HeardLibrary / vandycite

0 stars 0 forks source link

Experiment with ChatGPT API #114

Open baskaufs opened 7 months ago

baskaufs commented 7 months ago

The Python quickstart is at https://platform.openai.com/docs/quickstart?context=python

baskaufs commented 6 months ago

New information about models (from a 2024-02-09 email):

Last week, we launched gpt-3.5-turbo-0125, our latest GPT-3.5 Turbo model. Along with various improvements, this model also has lower pricing: input prices for the new model are reduced by 50% to $0.0005 /1K tokens and output prices are reduced by 25% to $0.0015 /1K tokens.

If your code specifies gpt-3.5-turbo or gpt-3.5-turbo-16k (the pinned model alias), your model will be automatically updated to gpt-3.5-turbo-0125 on Friday, February 16 and you’ll receive the new, lower pricing.

If for any reason you'd like to continue using the old versions of GPT-3.5 Turbo, you can do so by updating your code to specify gpt-3.5-turbo-0613 or gpt-3.5-turbo-16k-0613 as the model parameter. Please note that the gpt-3.5-turbo-0613 and gpt-3.5-turbo-16k-0613 models will be shut down on June 13th, 2024 as part of our regular model upgrade cycles.

baskaufs commented 6 months ago

Chat GPT 4.0 Vision: https://platform.openai.com/docs/guides/vision

baskaufs commented 4 months ago

Comments from Daniel about prompts:

Once you've accepted the invitation to the slavesocieties GitHub org, you should be able to access the repo here.

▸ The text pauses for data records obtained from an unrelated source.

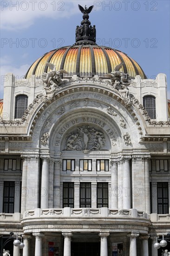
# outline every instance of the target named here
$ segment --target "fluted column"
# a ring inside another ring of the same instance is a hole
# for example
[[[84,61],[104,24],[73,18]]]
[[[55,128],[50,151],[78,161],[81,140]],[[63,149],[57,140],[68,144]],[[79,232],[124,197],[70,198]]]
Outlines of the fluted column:
[[[26,210],[26,199],[28,193],[28,189],[26,186],[27,158],[26,156],[22,156],[22,158],[23,161],[22,175],[21,213],[23,214],[24,212]]]
[[[118,208],[123,208],[123,161],[118,162]]]
[[[22,236],[24,239],[24,243],[25,246],[23,249],[23,256],[29,256],[29,240],[31,238],[31,236],[29,235],[22,235]]]
[[[42,255],[42,237],[44,234],[34,233],[33,235],[35,236],[35,256],[40,256]]]
[[[142,255],[149,256],[148,239],[150,236],[141,236],[140,238],[142,239]]]
[[[123,205],[124,209],[131,209],[131,179],[130,159],[124,159],[123,163]]]
[[[4,196],[4,181],[0,181],[0,212],[3,212],[3,201]]]
[[[118,208],[118,162],[111,161],[111,208]]]
[[[80,182],[78,181],[74,182],[74,208],[80,207]]]
[[[15,201],[14,212],[20,212],[20,182],[15,182]]]
[[[108,256],[107,236],[109,233],[100,233],[98,236],[101,237],[100,256]]]
[[[72,233],[62,233],[64,236],[63,256],[71,256],[71,237]]]
[[[136,238],[139,236],[139,234],[133,232],[127,235],[130,238],[129,256],[137,256]]]
[[[145,186],[145,212],[148,214],[150,214],[150,170],[149,166],[149,158],[145,158],[144,161],[144,174]]]
[[[56,159],[54,167],[54,190],[53,190],[53,207],[60,208],[62,206],[60,204],[60,195],[62,194],[60,187],[60,165],[61,159]]]
[[[13,256],[20,256],[20,249],[13,245]]]
[[[150,236],[150,238],[152,240],[152,254],[151,256],[157,256],[157,249],[156,249],[154,247],[154,244],[157,243],[157,236]]]
[[[42,157],[41,208],[48,207],[48,161],[49,158]]]

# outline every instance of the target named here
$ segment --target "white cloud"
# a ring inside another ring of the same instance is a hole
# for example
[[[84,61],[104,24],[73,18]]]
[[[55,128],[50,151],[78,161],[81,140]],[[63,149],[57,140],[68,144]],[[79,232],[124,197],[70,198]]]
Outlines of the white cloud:
[[[89,7],[93,3],[91,0],[80,0],[78,2],[72,0],[27,0],[20,1],[13,0],[4,2],[8,5],[7,7],[1,6],[0,28],[14,31],[29,27],[38,19],[58,20],[70,17],[79,12],[78,3],[83,7],[85,4]],[[14,6],[15,4],[16,6]]]

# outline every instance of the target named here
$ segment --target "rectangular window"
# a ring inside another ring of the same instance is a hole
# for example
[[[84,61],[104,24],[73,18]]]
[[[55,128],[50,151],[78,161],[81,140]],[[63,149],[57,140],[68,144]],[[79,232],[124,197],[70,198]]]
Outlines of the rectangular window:
[[[63,171],[75,171],[75,160],[71,159],[63,160]]]
[[[3,212],[13,213],[15,182],[4,182]]]
[[[80,160],[80,171],[92,171],[92,160]]]
[[[108,208],[108,183],[98,182],[97,208]]]
[[[19,160],[20,161],[20,160]],[[18,161],[18,160],[17,160]],[[16,171],[17,169],[16,159],[5,159],[4,160],[4,170],[11,170]]]
[[[157,213],[169,213],[168,182],[157,183]]]
[[[74,182],[63,182],[63,208],[74,208]]]
[[[80,205],[81,208],[91,207],[91,183],[80,182]]]
[[[109,160],[97,160],[97,171],[109,171]]]
[[[156,160],[156,170],[168,171],[168,160]]]

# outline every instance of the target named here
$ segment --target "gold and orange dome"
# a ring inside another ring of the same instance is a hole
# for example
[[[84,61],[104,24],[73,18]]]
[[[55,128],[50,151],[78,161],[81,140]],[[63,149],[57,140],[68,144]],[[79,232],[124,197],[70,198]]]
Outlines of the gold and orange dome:
[[[39,77],[44,72],[49,72],[50,69],[46,65],[48,61],[54,64],[57,70],[67,71],[68,74],[63,74],[64,77],[70,77],[76,74],[79,77],[98,75],[102,77],[105,74],[114,72],[115,67],[123,62],[120,71],[131,76],[139,75],[143,79],[146,78],[139,64],[120,51],[90,43],[77,44],[45,54],[33,64],[25,78],[29,78],[32,75]]]

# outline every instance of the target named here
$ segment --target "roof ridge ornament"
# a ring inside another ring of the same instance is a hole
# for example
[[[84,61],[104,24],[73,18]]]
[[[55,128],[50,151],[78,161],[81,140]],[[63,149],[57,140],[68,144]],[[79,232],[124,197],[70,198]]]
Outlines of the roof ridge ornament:
[[[76,29],[76,43],[75,45],[96,45],[96,30],[95,25],[93,27],[89,20],[90,13],[94,6],[92,5],[89,8],[85,5],[83,8],[81,5],[78,5],[79,9],[83,13],[83,20],[81,22],[81,26],[77,26]]]

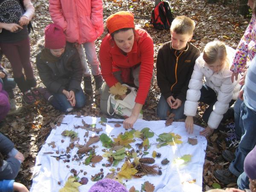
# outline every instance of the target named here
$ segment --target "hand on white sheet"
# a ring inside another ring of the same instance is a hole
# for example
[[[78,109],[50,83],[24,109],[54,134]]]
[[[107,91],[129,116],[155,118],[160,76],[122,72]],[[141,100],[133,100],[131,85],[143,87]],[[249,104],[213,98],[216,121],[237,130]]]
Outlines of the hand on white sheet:
[[[204,129],[204,130],[200,131],[200,135],[203,135],[203,136],[207,137],[209,136],[214,131],[214,129],[212,129],[210,128],[209,126],[207,126]]]
[[[189,134],[192,134],[194,129],[194,119],[192,116],[187,116],[185,120],[186,130]]]

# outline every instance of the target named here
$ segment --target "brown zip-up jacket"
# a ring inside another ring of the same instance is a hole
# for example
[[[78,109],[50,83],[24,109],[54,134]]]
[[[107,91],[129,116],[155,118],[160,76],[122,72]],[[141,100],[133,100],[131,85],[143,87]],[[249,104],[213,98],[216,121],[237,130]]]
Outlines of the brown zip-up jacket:
[[[195,60],[200,51],[188,42],[179,52],[171,46],[171,41],[162,45],[157,59],[157,79],[161,93],[166,99],[173,96],[182,102],[186,101],[189,83]]]

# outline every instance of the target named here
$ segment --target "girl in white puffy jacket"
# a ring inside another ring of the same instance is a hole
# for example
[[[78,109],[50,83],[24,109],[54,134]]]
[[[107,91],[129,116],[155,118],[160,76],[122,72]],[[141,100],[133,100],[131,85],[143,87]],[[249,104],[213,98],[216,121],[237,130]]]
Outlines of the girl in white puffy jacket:
[[[209,105],[203,115],[207,127],[200,132],[206,136],[218,128],[229,106],[237,99],[239,81],[231,82],[232,72],[230,70],[235,52],[224,43],[215,41],[206,45],[196,60],[184,110],[187,116],[185,127],[189,133],[193,132],[193,117],[196,113],[198,101]]]

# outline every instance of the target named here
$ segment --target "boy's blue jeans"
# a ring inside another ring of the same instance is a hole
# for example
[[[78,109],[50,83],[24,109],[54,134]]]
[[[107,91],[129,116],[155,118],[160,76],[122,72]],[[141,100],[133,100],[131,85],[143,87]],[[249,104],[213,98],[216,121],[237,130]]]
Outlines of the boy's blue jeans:
[[[236,158],[229,167],[237,177],[244,172],[244,162],[246,155],[256,145],[256,111],[247,108],[244,102],[241,105],[240,127],[242,137],[236,151]]]
[[[175,120],[184,119],[185,117],[185,116],[184,115],[184,105],[185,102],[182,102],[181,105],[177,109],[171,109],[167,103],[166,99],[163,95],[161,95],[157,108],[157,116],[160,117],[161,120],[166,120],[166,117],[167,116],[167,112],[169,111],[170,113],[175,114],[174,116]]]
[[[68,112],[67,109],[73,108],[69,101],[68,101],[67,97],[63,93],[52,93],[53,95],[53,99],[51,102],[51,104],[56,109],[64,112]],[[81,108],[85,105],[86,96],[80,87],[79,91],[75,93],[76,97],[76,108]]]
[[[237,180],[237,185],[238,189],[241,190],[244,190],[245,189],[249,189],[249,185],[250,181],[249,178],[247,177],[245,172],[243,172],[238,177]]]
[[[3,80],[0,78],[0,82],[3,84],[3,89],[8,93],[10,98],[14,98],[13,89],[15,88],[17,84],[14,79],[13,78],[5,78]]]

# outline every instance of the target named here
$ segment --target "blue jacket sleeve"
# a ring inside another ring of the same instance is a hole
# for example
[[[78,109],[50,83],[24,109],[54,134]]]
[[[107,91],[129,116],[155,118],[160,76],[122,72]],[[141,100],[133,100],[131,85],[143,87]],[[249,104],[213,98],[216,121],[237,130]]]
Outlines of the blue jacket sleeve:
[[[0,192],[13,191],[14,180],[0,180]]]

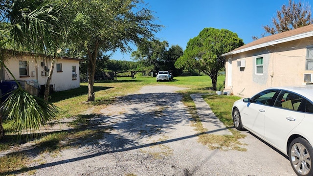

The instruction sets that I've constructed are here, examples for NLP are here, and example text for HTR is here.

The functions that compile those instruction sets and examples for specific use cases are in this file. The function names related to each of these tasks are collect_instructions, generate_training_data, and generate_block_training_data, respectively. You can refer to the last of those functions to see the construction of the URLs for images corresponding to the HTR example text (and those URLs should be publicly accessible).

I know that what you're most interested in is how I use those instructions and examples to build a conversation history. You can see examples of this in any of these files. One other thing that you'll see there and that might be useful for you and Emily as well is constraining the model to produce JSON output by specifying a response format in the API call (note that in order for this to work you also need to explicitly refer to "JSON" in the first message in the conversation).

baskaufs commented 4 months ago

From Emily:

The most recent version of the code should still be in the openai_ner.ipynb file (in label_analysis/chat_gpt); despite the file name it contains multiple processes (ner on titles, querying ner output, gpt vision on cropped images, querying vision output). I added a folder in image_analysis/output_final called test_0324 that has the output from my last round of testing. The ner_wikilabel files have to do with titles and image_wikilabel files have to do with object recognition (performed on a subset of all the objects depicted in the works selected for ner_wikilabel). "Sample" was the result of me randomly getting 10 works from five categories (print, painting, poster, sculpture, ceramic) while "Warhol" was just a sample of Warhol works.

baskaufs commented 4 months ago

Emily's comments on final tests (2024-04-15):

As we discussed last time, it appears we need to be a bit more strategic about what tests we run on different types of artworks. I was able to figure out how to adjust URLs to trim images down to meet size requirements for ChatGPT, so I didn't have any more cases where it wasn't able to run an image (the processing time seemed to have improved too).

For object detection, I used the following procedure:

For NER on titles, I know we considered just running it on everything because of the relatively low cost, but as I took a second look at the titles I thought that there were some cases where the results would obviously not be good. I ended up just doing it on paintings:

As far as additional categories go, I think the ones most likely to give significant results are running paintings through vision (probably will have to do something like I did with prints where I filtered out certain styles) and running prints (and perhaps ceramics/sculptures?) through NER. This would allow us to try matching NER labels with detected objects, adding depicts statements in Wikidata, improving IIIF manifest labels, etc. I do think the quality of the output is much better this time around, especially when comparing the full-image vision output with that of Google Vision (though ChatGPT lacks bounding boxes).

Let me know what your thoughts are. All the files should be in image_analysis/output_final/test_0415.